DwarFS

The Deduplicating Warp-speed Advanced Read-only File System.

A fast high compression read-only file system for Linux and Windows.

Overview
History
Building and Installing
Usage
Using the Libraries
Windows Support
- Building on Windows
macOS Support
- Building on macOS
Use Cases
- Astrophotography
Dealing with Bit Rot
Extended Attributes
Comparison
Performance Monitoring
Other Obscure Features
Stargazers over Time

Overview

Windows Screen Capture

Linux Screen Capture

DwarFS is a read-only file system with a focus on achieving very high compression ratios in particular for very redundant data.

This probably doesn't sound very exciting, because if it's redundant, it should compress well.

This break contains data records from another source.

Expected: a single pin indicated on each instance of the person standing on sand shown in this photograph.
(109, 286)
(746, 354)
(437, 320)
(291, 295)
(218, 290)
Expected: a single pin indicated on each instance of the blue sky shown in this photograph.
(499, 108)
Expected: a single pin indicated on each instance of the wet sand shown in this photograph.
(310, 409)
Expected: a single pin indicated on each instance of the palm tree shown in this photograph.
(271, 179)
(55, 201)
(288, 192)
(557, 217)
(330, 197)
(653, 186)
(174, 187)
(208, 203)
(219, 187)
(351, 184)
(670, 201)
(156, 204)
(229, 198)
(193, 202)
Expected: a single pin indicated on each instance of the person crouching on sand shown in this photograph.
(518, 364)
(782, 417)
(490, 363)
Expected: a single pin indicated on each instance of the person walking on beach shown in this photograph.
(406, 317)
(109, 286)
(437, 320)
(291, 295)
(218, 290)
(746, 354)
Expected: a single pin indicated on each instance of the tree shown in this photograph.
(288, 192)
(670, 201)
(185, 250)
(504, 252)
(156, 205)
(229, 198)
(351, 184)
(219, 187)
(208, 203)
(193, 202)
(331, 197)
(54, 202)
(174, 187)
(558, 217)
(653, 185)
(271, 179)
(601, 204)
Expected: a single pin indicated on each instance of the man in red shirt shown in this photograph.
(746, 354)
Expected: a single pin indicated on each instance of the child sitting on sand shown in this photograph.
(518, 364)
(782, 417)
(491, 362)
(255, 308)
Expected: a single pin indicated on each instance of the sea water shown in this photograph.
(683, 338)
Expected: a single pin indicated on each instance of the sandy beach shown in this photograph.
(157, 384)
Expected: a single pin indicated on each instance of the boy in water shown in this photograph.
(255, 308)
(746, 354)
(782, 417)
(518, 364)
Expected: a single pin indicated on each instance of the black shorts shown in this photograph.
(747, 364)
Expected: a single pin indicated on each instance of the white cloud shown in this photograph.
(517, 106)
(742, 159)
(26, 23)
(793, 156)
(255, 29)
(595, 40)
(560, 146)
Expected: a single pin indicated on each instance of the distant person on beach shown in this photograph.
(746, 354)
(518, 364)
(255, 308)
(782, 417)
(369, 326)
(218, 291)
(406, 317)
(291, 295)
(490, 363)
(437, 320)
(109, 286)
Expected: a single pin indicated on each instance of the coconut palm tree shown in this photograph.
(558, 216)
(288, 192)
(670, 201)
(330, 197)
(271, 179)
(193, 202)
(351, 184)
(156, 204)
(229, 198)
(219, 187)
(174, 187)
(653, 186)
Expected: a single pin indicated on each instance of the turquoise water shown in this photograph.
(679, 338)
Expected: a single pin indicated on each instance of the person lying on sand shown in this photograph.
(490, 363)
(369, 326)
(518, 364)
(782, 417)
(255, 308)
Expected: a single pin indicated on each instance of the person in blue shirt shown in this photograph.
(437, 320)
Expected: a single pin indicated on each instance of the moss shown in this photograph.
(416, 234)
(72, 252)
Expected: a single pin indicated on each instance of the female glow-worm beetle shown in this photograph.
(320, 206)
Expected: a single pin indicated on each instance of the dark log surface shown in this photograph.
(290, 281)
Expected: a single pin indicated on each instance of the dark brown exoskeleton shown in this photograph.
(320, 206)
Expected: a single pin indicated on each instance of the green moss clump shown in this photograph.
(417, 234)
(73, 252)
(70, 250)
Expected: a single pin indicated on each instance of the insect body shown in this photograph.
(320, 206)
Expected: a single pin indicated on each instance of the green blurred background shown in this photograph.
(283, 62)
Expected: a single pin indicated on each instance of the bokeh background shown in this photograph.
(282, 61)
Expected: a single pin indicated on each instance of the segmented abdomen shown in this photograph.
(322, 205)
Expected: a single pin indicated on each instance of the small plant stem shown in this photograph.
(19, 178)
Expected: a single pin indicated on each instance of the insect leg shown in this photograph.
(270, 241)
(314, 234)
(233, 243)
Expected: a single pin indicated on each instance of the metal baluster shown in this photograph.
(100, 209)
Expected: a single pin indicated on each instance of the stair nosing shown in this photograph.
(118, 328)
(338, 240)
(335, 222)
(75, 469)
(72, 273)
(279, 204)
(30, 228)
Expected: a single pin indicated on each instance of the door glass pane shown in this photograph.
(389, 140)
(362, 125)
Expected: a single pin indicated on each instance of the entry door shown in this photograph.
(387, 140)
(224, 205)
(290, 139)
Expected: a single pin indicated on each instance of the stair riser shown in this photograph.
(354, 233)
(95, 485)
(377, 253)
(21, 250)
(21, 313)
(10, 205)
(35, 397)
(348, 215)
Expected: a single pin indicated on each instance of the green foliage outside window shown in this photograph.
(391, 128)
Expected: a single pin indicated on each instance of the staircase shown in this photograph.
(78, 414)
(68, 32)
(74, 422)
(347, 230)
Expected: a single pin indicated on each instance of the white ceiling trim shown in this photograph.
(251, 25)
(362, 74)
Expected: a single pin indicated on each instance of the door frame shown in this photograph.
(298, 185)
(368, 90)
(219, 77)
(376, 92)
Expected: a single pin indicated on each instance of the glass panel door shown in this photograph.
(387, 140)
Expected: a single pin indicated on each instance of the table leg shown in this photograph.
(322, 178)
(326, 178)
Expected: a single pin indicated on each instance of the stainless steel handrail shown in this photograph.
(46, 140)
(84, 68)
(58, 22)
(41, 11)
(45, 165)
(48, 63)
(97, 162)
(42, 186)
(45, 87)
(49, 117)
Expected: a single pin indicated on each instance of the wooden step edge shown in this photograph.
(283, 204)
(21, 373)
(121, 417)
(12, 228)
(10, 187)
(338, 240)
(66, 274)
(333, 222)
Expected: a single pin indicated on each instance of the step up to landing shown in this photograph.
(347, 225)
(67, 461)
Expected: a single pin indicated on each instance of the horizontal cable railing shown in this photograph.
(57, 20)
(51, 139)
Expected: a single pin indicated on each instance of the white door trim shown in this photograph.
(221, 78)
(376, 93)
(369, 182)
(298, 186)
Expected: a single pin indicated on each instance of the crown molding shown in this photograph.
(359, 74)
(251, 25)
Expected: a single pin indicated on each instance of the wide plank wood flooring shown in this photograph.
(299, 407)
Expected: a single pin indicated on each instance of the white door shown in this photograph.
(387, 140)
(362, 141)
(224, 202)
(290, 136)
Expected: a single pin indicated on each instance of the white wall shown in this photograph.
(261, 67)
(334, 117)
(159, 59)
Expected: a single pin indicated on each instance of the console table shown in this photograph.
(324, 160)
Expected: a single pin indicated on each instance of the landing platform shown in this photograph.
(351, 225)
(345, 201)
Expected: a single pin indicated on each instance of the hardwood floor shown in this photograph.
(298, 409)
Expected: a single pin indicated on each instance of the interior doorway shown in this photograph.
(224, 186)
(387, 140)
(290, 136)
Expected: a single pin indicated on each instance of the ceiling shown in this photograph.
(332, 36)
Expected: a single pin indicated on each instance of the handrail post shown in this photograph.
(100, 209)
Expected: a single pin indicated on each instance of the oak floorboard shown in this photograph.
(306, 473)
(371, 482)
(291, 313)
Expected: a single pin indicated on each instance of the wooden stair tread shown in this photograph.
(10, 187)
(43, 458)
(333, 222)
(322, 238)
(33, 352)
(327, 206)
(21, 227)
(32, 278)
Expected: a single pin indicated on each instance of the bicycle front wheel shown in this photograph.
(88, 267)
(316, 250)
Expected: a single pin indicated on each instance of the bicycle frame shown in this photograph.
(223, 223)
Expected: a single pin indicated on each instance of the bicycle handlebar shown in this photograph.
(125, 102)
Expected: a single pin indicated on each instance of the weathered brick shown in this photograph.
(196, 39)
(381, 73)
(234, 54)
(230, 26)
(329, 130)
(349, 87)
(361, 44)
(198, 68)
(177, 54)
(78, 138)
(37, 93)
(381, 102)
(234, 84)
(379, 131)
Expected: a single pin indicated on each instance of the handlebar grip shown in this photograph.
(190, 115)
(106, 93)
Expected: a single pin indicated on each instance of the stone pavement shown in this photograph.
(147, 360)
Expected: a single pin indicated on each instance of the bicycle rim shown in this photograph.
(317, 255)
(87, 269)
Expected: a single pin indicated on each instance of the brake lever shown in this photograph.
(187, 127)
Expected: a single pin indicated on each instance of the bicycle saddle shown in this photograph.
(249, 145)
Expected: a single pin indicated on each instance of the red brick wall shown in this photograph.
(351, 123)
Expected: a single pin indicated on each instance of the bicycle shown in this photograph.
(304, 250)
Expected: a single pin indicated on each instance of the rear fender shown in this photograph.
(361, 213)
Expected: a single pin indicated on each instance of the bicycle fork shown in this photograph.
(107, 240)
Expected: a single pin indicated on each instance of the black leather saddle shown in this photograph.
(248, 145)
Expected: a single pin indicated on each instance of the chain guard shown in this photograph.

However, I found that other read-only, compressed file systems don't do a very good job at making use of this redundancy. See here for a comparison with other compressed file systems.

DwarFS also doesn't compromise on speed and for my use cases I've found it to be on par with or perform better than SquashFS. For my primary use case, DwarFS compression is an order of magnitude better than SquashFS compression, it's 6 times faster to build the file system, it's typically faster to access files on DwarFS and it uses less CPU resources.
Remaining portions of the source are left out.